Eddie very silly certificate of success listing all of the elements he describes in the articles

Building a Fiction Editing Pipeline Part 2 – Grammar — Eddie Tonkoi

Intro

In my last article, (Building a Fiction Editing Pipeline with Regex and Python — Part 1 by Eddie Tonkoi), I introduced my pipeline, including the rationale behind my Narrative Analysis toolkit, ETNA. This time, I’ll be looking at the more subjective part, starting with grammar.

The problem with grammar

Unlike syntax and spelling, grammar is a fairly subjective ruleset, especially in a fiction novel. There are plenty of rules that just look plain wrong if they are broken, but there are also others that are more like guidelines, some that are dependent on region, and others that are broken willy-nilly in dialogue.
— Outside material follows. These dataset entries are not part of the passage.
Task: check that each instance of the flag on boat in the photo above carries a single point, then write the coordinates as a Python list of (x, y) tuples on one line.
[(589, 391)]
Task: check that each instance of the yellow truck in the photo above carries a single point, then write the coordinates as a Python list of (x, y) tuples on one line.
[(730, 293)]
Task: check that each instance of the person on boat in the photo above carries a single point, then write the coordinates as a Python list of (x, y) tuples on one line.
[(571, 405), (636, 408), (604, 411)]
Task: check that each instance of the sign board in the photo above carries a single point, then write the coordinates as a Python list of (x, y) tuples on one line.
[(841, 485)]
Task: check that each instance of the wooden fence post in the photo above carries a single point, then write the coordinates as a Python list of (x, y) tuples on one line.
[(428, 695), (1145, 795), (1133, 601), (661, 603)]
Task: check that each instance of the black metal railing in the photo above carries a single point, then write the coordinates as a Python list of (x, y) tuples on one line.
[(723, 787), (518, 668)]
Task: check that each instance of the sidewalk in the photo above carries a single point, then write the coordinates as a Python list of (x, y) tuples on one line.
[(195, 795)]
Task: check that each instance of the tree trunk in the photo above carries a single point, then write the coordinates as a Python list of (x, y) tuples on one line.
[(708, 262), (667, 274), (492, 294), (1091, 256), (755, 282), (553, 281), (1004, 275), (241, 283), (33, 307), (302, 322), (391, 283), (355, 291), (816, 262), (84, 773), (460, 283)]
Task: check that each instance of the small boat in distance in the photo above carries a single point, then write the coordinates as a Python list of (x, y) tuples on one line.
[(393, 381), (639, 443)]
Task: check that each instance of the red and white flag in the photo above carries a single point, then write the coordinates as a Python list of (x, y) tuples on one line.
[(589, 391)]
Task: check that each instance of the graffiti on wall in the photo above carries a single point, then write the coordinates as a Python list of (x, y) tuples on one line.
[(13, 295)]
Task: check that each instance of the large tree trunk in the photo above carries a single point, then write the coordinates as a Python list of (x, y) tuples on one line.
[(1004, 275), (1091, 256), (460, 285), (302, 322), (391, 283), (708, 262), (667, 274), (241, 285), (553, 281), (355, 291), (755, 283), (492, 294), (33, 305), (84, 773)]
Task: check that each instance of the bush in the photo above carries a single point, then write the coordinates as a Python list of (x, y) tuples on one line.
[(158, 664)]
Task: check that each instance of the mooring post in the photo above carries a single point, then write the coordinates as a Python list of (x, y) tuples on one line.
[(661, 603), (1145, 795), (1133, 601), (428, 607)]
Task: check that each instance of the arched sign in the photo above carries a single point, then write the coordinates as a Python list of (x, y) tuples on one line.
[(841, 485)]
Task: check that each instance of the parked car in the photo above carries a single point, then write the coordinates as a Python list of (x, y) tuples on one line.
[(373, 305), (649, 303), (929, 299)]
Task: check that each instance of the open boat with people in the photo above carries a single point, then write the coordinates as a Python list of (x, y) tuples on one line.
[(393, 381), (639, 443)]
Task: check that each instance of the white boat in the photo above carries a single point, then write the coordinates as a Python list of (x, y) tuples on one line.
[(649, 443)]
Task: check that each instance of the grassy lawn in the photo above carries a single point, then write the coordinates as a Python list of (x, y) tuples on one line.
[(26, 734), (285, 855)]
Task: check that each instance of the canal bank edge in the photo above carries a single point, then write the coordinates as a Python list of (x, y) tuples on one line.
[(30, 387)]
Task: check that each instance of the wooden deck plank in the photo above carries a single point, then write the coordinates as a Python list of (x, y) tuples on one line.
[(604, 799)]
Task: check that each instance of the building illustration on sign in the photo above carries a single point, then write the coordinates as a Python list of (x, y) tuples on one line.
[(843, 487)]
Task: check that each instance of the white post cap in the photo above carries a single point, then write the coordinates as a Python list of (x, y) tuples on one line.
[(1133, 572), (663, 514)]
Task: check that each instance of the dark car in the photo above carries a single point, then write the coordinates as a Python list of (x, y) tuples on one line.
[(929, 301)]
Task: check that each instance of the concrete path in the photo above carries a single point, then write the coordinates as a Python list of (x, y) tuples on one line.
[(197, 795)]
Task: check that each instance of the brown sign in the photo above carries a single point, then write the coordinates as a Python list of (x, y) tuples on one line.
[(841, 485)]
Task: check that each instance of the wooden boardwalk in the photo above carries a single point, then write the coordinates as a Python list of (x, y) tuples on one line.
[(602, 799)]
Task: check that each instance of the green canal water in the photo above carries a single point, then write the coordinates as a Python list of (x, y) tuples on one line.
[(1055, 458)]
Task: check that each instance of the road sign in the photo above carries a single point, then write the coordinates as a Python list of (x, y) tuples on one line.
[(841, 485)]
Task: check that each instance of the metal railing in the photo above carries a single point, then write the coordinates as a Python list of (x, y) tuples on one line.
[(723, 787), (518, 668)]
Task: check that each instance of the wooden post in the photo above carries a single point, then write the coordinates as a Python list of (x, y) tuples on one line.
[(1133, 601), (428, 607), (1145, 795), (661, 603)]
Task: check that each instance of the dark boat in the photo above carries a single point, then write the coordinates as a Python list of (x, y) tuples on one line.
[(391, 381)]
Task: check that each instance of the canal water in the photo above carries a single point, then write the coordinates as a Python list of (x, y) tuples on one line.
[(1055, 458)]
Last time, I said that one of my requirements was,

  • I want it to remember my custom words, custom phrases, and things I have chosen to ignore within a single book.
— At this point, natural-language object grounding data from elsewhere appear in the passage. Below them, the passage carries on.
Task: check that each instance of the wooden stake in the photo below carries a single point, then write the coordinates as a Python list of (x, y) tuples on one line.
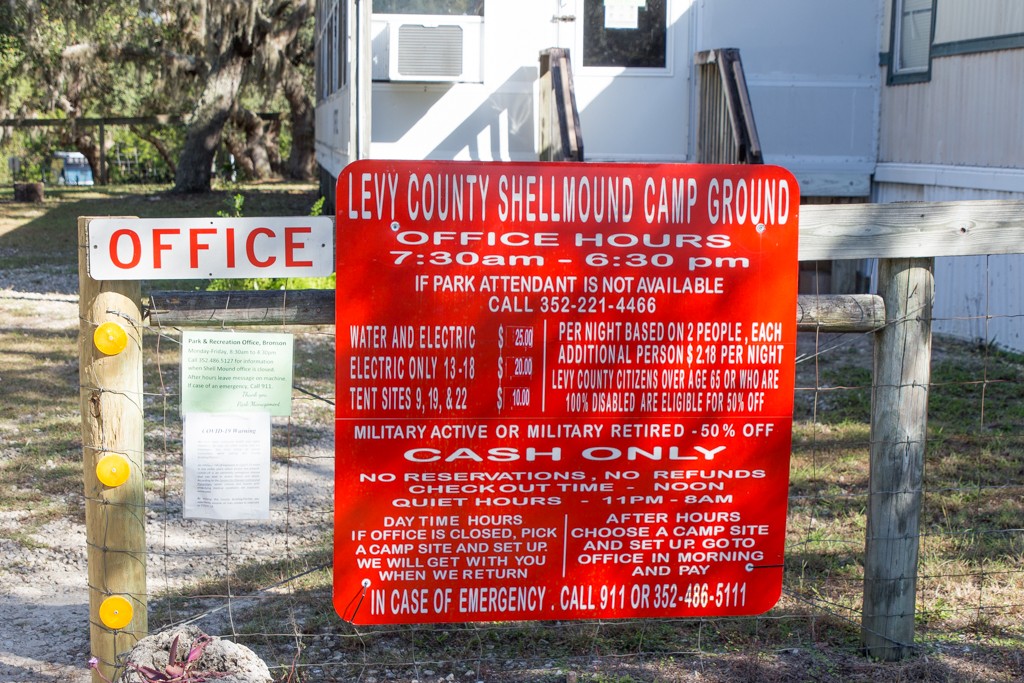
[(899, 418), (111, 394)]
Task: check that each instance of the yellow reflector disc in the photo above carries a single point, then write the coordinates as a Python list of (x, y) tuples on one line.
[(111, 338), (113, 469), (116, 612)]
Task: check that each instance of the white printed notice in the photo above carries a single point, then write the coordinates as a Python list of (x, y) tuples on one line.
[(227, 465), (227, 372)]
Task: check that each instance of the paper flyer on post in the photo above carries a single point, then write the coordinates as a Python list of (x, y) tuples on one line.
[(227, 466)]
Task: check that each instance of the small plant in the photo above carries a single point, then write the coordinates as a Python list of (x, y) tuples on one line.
[(235, 205), (176, 671)]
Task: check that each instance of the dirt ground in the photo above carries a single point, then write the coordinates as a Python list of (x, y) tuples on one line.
[(43, 601)]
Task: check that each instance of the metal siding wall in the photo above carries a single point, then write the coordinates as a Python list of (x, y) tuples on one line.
[(969, 19), (976, 297), (969, 114)]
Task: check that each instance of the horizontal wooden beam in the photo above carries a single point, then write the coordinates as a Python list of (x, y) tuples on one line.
[(910, 229), (156, 120), (857, 312)]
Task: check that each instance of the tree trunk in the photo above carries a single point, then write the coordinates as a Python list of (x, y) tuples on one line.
[(214, 107), (253, 154), (301, 163)]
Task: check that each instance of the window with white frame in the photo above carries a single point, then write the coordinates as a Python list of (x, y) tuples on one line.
[(911, 39)]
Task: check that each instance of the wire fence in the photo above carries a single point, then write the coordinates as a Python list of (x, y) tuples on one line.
[(267, 585)]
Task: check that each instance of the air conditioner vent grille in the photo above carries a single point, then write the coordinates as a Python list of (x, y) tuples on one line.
[(430, 50)]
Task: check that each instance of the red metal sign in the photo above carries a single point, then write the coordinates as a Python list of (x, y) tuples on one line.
[(564, 390)]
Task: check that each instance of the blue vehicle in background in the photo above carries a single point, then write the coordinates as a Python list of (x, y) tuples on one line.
[(72, 169)]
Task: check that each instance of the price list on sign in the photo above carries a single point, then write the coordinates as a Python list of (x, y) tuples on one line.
[(564, 390)]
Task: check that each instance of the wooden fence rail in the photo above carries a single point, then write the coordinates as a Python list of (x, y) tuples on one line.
[(903, 237)]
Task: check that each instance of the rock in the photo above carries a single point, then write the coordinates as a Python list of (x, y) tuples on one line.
[(220, 656)]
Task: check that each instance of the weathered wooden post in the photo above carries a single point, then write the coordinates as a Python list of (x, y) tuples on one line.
[(899, 415), (111, 394)]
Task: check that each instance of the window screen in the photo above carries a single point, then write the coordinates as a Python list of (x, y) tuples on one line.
[(913, 36), (625, 33)]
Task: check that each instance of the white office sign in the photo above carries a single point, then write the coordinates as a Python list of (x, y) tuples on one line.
[(202, 248)]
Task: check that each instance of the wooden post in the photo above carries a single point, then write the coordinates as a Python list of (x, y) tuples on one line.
[(111, 394), (899, 415)]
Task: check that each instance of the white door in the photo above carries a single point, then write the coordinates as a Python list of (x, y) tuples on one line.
[(631, 65)]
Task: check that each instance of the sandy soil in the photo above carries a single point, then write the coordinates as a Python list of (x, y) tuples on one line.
[(44, 613)]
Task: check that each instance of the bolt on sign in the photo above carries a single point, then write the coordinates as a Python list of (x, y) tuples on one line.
[(564, 390)]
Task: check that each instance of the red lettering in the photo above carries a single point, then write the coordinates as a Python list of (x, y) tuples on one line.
[(136, 249), (158, 245), (230, 247), (194, 244), (291, 246), (251, 252)]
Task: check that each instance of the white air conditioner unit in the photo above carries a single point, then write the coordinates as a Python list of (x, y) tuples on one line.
[(427, 48)]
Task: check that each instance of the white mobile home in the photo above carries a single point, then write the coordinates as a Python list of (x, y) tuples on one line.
[(458, 79), (952, 128), (879, 100)]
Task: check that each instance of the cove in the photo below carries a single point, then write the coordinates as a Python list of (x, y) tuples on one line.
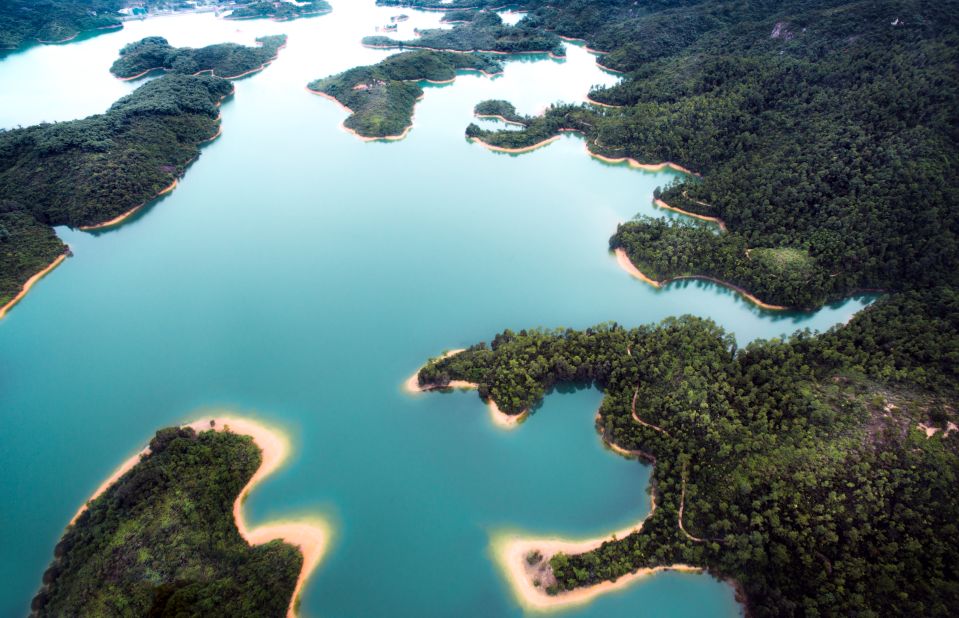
[(299, 275)]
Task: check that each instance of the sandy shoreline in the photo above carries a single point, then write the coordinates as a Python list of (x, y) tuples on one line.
[(509, 551), (531, 148), (211, 71), (500, 118), (126, 215), (626, 264), (311, 536), (29, 283), (389, 138), (716, 220), (497, 416), (649, 167)]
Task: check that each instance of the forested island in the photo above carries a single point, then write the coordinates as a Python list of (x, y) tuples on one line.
[(796, 467), (484, 32), (501, 110), (279, 11), (162, 539), (83, 173), (381, 97), (822, 131), (226, 60)]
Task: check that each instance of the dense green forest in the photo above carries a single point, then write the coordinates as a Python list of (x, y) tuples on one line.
[(280, 11), (794, 467), (665, 249), (85, 172), (24, 21), (497, 108), (821, 127), (162, 540), (484, 32), (225, 60), (382, 96)]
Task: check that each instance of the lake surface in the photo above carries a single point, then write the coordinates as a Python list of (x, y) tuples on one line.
[(299, 275)]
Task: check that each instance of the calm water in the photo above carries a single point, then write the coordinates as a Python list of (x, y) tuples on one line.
[(300, 275)]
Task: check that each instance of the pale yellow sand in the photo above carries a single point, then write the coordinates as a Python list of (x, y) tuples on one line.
[(624, 262), (311, 536), (30, 283), (124, 216), (716, 220), (497, 416)]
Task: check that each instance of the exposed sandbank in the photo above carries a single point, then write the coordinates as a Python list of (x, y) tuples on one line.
[(716, 220), (126, 215), (500, 118), (29, 283), (650, 167), (311, 535), (510, 550), (497, 416), (211, 71), (531, 148), (353, 132), (626, 264)]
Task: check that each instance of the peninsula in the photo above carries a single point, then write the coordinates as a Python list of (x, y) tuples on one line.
[(166, 535), (83, 173), (797, 468), (226, 60), (768, 104), (381, 97)]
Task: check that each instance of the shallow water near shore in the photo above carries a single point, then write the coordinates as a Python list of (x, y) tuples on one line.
[(299, 275)]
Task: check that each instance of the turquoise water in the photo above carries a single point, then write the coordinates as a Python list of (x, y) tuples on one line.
[(300, 276)]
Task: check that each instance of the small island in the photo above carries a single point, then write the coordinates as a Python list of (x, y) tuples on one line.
[(484, 32), (381, 97), (165, 535), (226, 60), (279, 11), (665, 250), (98, 170), (500, 110), (803, 471)]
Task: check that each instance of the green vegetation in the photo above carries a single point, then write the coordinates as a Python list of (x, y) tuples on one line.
[(824, 127), (794, 467), (26, 248), (85, 172), (49, 21), (225, 60), (484, 32), (666, 249), (162, 541), (382, 96), (501, 109), (279, 11)]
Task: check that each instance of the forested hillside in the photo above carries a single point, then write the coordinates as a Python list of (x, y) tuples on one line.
[(795, 467), (162, 541), (85, 172), (227, 60), (820, 127), (485, 31), (382, 96)]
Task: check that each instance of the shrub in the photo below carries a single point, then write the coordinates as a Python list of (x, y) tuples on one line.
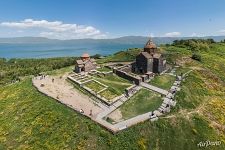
[(196, 56)]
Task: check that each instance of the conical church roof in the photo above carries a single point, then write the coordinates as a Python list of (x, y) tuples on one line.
[(150, 44)]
This is one of the reasons why I didn’t want to go with Grammarly or other solutions that offered some control, but not enough. Or at least, not on the free tier. Not that I blame them.
Instead, I came across LanguageTool via OpenOffice and a conversation with ChatGPT.

LanguageTool (LT)

LanguageTool started life back in 2003 as a university project by Daniel Naber and has since grown into a widely used, open-source grammar and style checker. At its heart it’s a rule-based, language-independent engine designed to support many languages, especially those that don’t have expensive commercial tools, and it’s now maintained by a community of volunteer contributors. No Thai yet, by the looks of it, though. In recent years it’s added optional cloud-based, AI-powered checks, but the core engine remains free, offline-capable, and fully customisable. That combination—transparent rules, strong grammar coverage, and the ability to run my own local server and tweak what it flags—makes it a perfect fit for building a bespoke fiction-editing pipeline.

LT Pipeline

LT starts by segmenting the text into sentences and tokens, which means that it breaks the text following a stringent set of rules into words and phrases. It is then able to tag these into Parts-of-Speech (POS), for example, identifying verbs, nouns, adjectives, etc. It’s also able to group things by knowing that children is the plural form of child, for example.
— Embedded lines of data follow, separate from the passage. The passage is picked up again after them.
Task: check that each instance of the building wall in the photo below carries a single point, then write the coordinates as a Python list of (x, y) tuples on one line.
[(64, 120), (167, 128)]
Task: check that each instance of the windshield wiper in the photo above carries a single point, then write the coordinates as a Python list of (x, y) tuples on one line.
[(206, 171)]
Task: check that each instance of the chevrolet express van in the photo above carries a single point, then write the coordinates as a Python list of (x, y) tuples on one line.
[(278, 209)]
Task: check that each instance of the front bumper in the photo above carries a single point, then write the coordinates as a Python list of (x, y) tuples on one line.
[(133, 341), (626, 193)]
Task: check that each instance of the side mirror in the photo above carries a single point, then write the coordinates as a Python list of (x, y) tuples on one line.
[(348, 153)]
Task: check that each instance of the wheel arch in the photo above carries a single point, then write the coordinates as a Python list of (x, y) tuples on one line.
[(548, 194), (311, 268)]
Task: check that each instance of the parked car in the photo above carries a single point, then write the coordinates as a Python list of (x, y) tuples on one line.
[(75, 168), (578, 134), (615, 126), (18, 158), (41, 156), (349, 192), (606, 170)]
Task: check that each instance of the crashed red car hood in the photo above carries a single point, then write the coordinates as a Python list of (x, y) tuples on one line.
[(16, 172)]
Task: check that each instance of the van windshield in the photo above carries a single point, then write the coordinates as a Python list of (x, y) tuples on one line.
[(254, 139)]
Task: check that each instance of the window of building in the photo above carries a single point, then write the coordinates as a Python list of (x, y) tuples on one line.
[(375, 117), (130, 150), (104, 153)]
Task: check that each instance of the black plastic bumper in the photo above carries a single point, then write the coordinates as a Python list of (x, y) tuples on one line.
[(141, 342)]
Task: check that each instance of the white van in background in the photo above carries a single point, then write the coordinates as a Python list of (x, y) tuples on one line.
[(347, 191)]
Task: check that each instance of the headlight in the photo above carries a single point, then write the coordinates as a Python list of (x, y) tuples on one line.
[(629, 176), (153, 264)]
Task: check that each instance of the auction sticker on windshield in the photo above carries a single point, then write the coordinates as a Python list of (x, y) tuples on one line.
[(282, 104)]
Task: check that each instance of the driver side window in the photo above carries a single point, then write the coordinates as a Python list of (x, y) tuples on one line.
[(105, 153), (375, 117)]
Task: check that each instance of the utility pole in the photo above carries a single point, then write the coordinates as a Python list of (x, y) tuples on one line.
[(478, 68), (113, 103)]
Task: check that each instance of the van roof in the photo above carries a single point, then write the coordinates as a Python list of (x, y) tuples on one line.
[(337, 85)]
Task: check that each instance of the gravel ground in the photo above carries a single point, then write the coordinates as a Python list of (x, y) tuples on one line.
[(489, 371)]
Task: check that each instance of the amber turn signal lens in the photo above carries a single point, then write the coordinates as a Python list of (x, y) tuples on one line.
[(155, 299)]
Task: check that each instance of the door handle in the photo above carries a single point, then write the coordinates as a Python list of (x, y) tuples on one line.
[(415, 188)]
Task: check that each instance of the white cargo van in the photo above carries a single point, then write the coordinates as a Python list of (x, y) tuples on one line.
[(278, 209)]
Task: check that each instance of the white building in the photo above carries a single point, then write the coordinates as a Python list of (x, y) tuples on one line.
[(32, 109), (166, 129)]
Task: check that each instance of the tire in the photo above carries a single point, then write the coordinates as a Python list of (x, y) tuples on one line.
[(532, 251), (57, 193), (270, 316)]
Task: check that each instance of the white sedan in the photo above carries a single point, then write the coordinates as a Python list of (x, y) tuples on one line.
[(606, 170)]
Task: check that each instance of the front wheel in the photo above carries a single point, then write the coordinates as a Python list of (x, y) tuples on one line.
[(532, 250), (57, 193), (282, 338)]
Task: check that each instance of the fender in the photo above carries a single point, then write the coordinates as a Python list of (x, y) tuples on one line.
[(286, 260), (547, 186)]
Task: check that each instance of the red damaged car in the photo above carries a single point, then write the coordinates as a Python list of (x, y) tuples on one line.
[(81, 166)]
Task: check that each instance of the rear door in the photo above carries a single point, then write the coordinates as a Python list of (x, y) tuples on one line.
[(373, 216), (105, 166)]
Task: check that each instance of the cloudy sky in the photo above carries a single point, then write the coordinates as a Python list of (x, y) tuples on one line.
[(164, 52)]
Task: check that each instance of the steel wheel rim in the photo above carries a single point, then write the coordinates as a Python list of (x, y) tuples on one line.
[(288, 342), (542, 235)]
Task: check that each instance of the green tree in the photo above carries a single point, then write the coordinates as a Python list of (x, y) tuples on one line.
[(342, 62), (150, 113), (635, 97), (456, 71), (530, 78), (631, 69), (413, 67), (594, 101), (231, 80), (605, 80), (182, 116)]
Now, with sentences abstracted away into Parts-of-Speech rather than worrying about what the words are, it can run its extensive suite of rules on the sentence or phrase to see if it breaks any rules.

If something is found to break a rule, LT returns the suspect along with an explanation of the rule and a suggestion for what it should be. Depending on the mistake, the wording used could be forceful (Sentences must…), or gentle (You might have meant…).

Running a server

LT can be run with a CLI, a command-line interface, and that lets me set it up to use with my Python scripts.

At a high level, the process is:

  • Install Java so you can run LanguageTool on your machine.
  • Download the LanguageTool package that includes the server JAR.
  • Start the local HTTP server on a chosen port (I use 8081).
  • Confirm it’s responding by hitting one of its test endpoints in a browser or with a simple request.
  • Point your Python script at that local server and run checks using the en-GB ruleset.
  • Shut down the server cleanly on exit.

That’s LT, and it runs beautifully by itself, but I’ve added some extra suppressions and house rules

Suppressions and House Rules

Once LanguageTool is running, I add two layers on top to make it behave like a fiction editor rather than a schoolteacher.

Suppressions (keep the signal, drop the noise)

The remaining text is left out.